Open XML links for 09-06-2007

While my colleagues are all attending the company meeting today (or so their OOF messages say :-)), I'm getting caught up at the office before leaving town for a week. In my overflowing inbox I found a few Open XML links worth sharing ...

Open XML spreadsheet component for .NET developers. GemBox Software has released version 2.0 of their GemBox.Spreadsheet, which allows developers to read and write spreadsheets in CSV, XLS, and XLSX formats. In addition to XLSX support, the new version works with Mono in Linux/Unix environments.

I had never heard of this company before today, but their list of reasons not to use the Excel object model reads like a slide from my presentation on the packaging API. (Well, it's Kevin's presentation, actually, but I've shown it so many times now that people think I created it.) A free trial version is limited to 150 rows or up to 5 worksheets per workbook; the full professional version is $375 USD.

Oliver Bell's blog. I see via Jason that Oliver Bell has started blogging. Oliver works out of Microsoft's Singapore office, and his blog will be one to watch, both for the insights he has gleaned in many years of work with technology and the public sector, and also for his blunt British wit.

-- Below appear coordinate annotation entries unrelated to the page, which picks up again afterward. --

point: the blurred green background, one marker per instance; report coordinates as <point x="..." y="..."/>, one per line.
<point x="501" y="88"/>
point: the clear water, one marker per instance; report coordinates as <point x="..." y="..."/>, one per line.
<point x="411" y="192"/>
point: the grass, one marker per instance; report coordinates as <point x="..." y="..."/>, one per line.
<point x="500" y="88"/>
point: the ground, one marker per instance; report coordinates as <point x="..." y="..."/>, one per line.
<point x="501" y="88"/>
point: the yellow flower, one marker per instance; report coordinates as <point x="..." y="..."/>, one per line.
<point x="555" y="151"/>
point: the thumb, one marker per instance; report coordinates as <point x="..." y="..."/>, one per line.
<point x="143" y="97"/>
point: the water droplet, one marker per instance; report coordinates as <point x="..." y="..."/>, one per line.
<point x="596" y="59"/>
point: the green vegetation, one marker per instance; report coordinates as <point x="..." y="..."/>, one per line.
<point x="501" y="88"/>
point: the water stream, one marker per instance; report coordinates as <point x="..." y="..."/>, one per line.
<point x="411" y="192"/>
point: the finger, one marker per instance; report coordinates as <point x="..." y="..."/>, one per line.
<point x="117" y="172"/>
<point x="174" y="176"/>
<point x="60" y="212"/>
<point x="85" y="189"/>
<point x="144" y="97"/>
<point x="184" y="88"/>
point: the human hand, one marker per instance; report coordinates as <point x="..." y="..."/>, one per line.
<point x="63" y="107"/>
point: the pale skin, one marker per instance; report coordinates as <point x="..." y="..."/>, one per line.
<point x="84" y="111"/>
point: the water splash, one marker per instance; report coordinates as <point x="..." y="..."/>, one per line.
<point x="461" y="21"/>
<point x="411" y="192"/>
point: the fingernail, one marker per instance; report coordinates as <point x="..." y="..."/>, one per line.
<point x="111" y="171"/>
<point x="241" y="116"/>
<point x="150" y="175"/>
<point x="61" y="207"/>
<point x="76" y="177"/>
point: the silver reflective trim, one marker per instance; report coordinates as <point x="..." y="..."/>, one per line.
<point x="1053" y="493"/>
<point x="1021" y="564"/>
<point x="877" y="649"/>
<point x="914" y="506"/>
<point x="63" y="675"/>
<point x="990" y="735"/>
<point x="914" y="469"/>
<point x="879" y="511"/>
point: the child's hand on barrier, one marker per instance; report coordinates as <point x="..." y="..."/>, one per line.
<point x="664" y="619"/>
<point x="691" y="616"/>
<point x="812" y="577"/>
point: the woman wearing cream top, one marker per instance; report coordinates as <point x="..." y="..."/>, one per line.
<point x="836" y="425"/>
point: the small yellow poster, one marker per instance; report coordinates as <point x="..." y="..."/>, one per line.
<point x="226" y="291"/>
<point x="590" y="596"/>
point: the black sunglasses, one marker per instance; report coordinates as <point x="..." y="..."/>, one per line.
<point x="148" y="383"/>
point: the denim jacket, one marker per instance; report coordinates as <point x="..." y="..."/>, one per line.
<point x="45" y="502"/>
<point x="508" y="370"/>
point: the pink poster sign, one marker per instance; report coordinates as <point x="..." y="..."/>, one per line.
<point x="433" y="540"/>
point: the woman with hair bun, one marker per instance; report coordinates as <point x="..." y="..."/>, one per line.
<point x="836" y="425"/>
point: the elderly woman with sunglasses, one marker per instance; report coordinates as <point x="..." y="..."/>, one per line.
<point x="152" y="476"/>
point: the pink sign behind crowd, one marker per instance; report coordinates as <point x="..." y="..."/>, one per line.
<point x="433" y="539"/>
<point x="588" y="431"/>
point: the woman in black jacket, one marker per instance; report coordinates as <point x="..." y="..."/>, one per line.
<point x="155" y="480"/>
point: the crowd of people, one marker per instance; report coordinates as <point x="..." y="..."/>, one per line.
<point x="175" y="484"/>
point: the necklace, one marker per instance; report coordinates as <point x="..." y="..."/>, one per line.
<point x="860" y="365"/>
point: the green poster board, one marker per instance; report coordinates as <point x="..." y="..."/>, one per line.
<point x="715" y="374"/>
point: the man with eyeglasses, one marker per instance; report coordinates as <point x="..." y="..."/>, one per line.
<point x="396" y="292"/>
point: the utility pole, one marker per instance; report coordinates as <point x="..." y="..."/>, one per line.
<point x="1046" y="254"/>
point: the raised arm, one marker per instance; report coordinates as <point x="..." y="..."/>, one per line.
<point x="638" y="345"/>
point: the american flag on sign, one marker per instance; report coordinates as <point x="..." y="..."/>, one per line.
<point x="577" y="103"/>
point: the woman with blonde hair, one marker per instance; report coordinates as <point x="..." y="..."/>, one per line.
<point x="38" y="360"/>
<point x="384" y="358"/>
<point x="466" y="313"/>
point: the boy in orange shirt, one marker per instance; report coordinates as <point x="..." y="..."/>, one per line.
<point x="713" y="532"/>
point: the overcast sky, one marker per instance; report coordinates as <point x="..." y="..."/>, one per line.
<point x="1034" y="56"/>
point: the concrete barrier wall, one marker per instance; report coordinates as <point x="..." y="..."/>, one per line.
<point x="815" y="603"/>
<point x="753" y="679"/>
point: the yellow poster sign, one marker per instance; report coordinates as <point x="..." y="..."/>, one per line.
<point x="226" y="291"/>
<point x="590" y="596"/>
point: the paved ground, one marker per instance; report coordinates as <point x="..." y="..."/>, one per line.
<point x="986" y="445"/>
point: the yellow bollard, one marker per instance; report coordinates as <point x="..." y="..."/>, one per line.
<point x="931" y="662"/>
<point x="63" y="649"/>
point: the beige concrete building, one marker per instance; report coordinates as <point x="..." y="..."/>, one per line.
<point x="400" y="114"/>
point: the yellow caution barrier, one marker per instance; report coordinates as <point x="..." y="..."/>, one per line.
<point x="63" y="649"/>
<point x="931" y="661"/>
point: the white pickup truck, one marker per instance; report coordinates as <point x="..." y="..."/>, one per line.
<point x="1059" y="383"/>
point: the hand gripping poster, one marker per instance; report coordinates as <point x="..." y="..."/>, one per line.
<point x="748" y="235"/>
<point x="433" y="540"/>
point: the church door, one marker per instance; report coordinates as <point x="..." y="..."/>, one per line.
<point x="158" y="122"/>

I took Oliver to Elephant & Castle in Seattle when he was in town this summer, and he told me "this is like taking an American visitor to TGI Friday's in London." Ouch. that does it, next time, we're going to Ivar's.

Can a headline be accurate and effective? After Rick Jelliffe's post about headline writing, I was pleased to see Yusseri's "Speculation on our abstention" on the Open Malaysia blog. If only all speculation were so clearly labeled. And so entertaining; from magic spells and rent boys to the Chewbacca defense, I loved seeing some humor in this debate for a change.

In praise of obnoxious CEOs. Finally, in honor of the company meeting I'm watching via webcast, I'd like to quote something I came across in InfoWorld's open-source archives:

... it's good that we still have somewhat obnoxious CEOs in the tech world. We'll know when we've finally reached commoditization when the Larry Ellisons, Steve Ballmers, etc. are all retired and all new CEOs come from Harvard Business School. What a boring world that will be.

I must be getting old, because I sure agree with that. Dance, Steve, Dance!